The Alinco DR-735T is a very capable, dual band, dual VFO, full duplex, cross-band repeat capable radio, with an industry standard mini DIN TNC connector on the back for working packet. While I was reading about the capabilities of this radio in its manual, I noticed that it can received 9600bps packet radio, but can only transmit up to 4800bps. The reason why was not intuitively obvious to me upon first glance at the radio’s specifications, so I went deeper to investigate. This took me to the service manual, which I will break down here below.
The External Connector
The mini DIN connector on the back has a fairly standard pinout as shown below. Note it says 4800bps max for the DATA IN. I want to find out why!
In the service manual, I start by locating pin 1 on the DIN connector.
Internal Circuitry
Next I trace this to a pair of 2-1 muxes.
These muxes are operated together (that is, their control signal is the same signal). From my investigation, this is the mux pair that is activated when selecting the TNC operation for the radio. The right-most mux, IC114, selects between MIC IN audio from the mic port, through a series of filters, or the TNC port we’re interested in. The left-most mux, IC112, selects which TX generator chip we’re going to be using. The path I’ve highlighted in red is the TNC audio input path I’m trying to trace.
Transmission Modulation
Next the signal travels to the MICIN pin on a chip with designator IC109, and part number BK4811B.

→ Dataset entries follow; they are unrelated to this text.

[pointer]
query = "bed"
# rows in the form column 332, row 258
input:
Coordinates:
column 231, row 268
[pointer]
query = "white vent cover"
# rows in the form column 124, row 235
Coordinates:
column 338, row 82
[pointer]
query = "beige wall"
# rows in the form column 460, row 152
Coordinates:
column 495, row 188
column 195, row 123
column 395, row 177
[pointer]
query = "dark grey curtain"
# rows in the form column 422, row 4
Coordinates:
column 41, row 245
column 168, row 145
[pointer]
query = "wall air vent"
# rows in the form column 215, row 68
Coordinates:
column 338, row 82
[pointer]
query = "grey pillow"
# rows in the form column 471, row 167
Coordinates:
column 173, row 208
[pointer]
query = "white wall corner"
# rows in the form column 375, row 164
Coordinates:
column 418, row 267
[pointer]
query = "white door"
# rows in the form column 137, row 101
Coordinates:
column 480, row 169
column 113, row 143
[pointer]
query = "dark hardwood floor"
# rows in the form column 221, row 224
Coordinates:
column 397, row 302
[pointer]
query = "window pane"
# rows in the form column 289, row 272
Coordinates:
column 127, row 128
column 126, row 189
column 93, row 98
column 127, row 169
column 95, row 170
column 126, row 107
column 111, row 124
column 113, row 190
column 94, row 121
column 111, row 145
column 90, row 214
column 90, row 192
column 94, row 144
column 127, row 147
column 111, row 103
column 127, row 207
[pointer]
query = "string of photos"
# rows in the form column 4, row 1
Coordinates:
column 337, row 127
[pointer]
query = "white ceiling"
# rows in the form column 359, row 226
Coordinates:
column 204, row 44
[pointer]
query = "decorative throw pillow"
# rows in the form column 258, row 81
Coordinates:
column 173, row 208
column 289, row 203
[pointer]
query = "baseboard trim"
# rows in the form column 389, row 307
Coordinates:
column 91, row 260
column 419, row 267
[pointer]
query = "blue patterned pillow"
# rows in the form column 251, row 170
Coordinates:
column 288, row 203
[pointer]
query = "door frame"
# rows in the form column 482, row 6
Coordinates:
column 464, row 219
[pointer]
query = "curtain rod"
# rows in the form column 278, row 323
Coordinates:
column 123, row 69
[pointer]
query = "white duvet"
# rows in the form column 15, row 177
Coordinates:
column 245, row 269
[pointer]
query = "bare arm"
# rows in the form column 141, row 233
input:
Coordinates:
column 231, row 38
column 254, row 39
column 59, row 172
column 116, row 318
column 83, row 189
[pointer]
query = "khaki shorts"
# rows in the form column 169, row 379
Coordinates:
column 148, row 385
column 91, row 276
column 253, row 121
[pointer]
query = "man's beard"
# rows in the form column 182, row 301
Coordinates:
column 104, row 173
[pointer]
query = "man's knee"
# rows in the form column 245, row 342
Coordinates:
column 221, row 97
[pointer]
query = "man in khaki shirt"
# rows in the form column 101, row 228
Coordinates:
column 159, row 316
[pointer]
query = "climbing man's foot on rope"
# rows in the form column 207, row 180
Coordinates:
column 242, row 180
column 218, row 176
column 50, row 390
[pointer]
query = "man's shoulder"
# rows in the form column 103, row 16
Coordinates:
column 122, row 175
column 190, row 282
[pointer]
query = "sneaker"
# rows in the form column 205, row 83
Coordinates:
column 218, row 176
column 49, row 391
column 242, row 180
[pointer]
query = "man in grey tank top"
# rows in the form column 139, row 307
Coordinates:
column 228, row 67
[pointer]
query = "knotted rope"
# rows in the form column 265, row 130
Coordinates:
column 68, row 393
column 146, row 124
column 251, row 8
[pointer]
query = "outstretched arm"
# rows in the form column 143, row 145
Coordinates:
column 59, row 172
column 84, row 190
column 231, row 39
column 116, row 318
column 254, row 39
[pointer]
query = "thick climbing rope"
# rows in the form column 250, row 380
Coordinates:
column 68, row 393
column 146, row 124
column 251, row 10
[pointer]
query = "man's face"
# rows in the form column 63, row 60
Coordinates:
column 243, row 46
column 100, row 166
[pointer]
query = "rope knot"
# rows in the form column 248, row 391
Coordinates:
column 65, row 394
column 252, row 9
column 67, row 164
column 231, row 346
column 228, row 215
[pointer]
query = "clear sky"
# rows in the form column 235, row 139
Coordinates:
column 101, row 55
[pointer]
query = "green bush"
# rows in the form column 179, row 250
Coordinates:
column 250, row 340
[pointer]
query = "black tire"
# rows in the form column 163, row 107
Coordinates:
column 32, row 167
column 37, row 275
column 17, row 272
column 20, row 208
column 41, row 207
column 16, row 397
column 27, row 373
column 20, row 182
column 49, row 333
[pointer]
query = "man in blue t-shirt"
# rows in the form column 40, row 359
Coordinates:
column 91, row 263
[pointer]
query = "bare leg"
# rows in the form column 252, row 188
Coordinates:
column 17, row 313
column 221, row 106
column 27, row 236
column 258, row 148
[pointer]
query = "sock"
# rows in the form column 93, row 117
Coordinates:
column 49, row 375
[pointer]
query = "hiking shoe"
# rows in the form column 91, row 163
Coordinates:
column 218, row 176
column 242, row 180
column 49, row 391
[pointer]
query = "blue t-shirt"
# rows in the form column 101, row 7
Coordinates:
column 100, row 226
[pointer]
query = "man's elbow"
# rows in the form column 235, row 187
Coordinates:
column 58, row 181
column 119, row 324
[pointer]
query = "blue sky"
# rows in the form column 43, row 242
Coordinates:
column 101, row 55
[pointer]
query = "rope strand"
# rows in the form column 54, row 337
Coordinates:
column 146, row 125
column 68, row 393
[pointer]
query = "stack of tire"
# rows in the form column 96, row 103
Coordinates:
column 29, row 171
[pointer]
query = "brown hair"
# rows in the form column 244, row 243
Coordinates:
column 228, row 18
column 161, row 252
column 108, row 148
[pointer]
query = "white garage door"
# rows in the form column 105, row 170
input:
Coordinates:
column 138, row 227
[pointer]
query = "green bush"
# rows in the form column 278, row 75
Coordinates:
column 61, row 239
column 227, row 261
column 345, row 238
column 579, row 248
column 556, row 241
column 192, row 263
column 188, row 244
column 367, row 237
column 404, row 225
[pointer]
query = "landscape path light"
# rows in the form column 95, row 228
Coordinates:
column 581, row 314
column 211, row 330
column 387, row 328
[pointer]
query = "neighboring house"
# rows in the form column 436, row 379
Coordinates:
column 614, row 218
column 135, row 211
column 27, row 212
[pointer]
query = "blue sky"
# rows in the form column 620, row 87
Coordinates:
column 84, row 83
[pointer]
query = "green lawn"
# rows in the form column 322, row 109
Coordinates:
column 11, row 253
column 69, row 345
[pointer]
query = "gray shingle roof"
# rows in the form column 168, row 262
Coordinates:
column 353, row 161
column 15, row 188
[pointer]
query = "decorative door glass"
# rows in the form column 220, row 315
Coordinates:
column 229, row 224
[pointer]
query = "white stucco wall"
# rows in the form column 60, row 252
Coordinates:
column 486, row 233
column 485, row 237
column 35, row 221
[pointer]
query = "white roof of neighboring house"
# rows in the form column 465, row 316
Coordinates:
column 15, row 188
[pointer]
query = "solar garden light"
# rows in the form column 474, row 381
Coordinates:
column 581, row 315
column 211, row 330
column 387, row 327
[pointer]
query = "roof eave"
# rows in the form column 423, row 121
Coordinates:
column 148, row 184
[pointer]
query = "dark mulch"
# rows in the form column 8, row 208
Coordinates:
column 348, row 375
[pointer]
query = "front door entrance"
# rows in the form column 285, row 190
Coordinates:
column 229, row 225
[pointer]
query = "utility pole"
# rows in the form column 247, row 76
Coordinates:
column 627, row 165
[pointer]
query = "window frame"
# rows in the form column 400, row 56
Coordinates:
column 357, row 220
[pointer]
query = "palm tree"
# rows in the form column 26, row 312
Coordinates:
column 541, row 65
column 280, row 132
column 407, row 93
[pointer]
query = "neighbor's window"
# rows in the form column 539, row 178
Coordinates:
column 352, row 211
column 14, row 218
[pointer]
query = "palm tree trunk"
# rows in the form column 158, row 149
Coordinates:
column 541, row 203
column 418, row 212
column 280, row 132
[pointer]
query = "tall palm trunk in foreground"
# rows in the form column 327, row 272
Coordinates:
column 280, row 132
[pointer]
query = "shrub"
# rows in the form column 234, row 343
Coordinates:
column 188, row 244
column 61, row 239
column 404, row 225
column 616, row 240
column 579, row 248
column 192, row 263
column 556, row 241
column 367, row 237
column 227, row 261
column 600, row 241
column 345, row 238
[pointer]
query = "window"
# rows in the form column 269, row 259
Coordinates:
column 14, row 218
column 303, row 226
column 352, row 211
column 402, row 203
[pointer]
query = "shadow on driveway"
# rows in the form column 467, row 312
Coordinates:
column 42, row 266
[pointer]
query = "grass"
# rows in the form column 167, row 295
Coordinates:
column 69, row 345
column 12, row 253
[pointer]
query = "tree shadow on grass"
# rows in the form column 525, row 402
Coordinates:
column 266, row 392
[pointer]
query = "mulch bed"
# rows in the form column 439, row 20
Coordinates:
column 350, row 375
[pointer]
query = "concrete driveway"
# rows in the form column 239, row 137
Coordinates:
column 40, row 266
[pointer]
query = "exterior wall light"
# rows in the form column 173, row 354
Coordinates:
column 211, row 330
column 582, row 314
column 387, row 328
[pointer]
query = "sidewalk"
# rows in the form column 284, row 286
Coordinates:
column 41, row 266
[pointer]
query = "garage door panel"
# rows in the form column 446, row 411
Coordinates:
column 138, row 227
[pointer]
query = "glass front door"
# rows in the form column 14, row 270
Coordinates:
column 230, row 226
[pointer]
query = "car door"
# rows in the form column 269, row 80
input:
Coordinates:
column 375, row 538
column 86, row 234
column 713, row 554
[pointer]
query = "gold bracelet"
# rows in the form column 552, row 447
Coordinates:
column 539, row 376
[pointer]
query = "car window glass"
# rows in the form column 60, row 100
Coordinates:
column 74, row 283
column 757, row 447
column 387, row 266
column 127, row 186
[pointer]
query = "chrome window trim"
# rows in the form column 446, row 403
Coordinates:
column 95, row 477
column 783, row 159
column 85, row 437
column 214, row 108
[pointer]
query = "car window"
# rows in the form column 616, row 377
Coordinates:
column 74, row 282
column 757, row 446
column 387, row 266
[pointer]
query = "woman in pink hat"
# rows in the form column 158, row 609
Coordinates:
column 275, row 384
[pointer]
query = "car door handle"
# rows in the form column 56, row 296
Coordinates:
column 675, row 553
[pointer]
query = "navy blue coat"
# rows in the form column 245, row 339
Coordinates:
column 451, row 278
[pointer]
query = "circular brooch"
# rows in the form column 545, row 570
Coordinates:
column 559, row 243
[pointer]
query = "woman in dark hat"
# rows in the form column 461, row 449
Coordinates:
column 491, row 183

This is where the magic of modulation happens, and where I ultimately found the reason for only supporting up to 4800bps. Scouring the web for a datasheet for this chip, I found a PDF I could download. Checking the relevant sections of the chip’s documentation, I found the culprit, screenshot below:
The audio path into the chip is shown in the blocks at the bottom. The bullet points 6 & 7 tell the details of why 9600bps isn’t usable. The low-pass and high-pass blocks cannot be bypassed on this chip, and the maximum achievable width is ~2.7k, which is not enough for 9600bps. You can turn off the compander and pre-emphasis, but there’s no way to expand the LPF->HPF network bandwidhth. To run 1200-4800bps you really only need ~1kHz, but 9600bps needs to have much more.
Wrapping Up
Now that I am satisfied that the radio can *not* in fact TX 9600bps (but can receive it, perhaps another analysis in another post to come), I will get on with getting DireWolf setup for APRS, and FlDigi for other fun digital modes.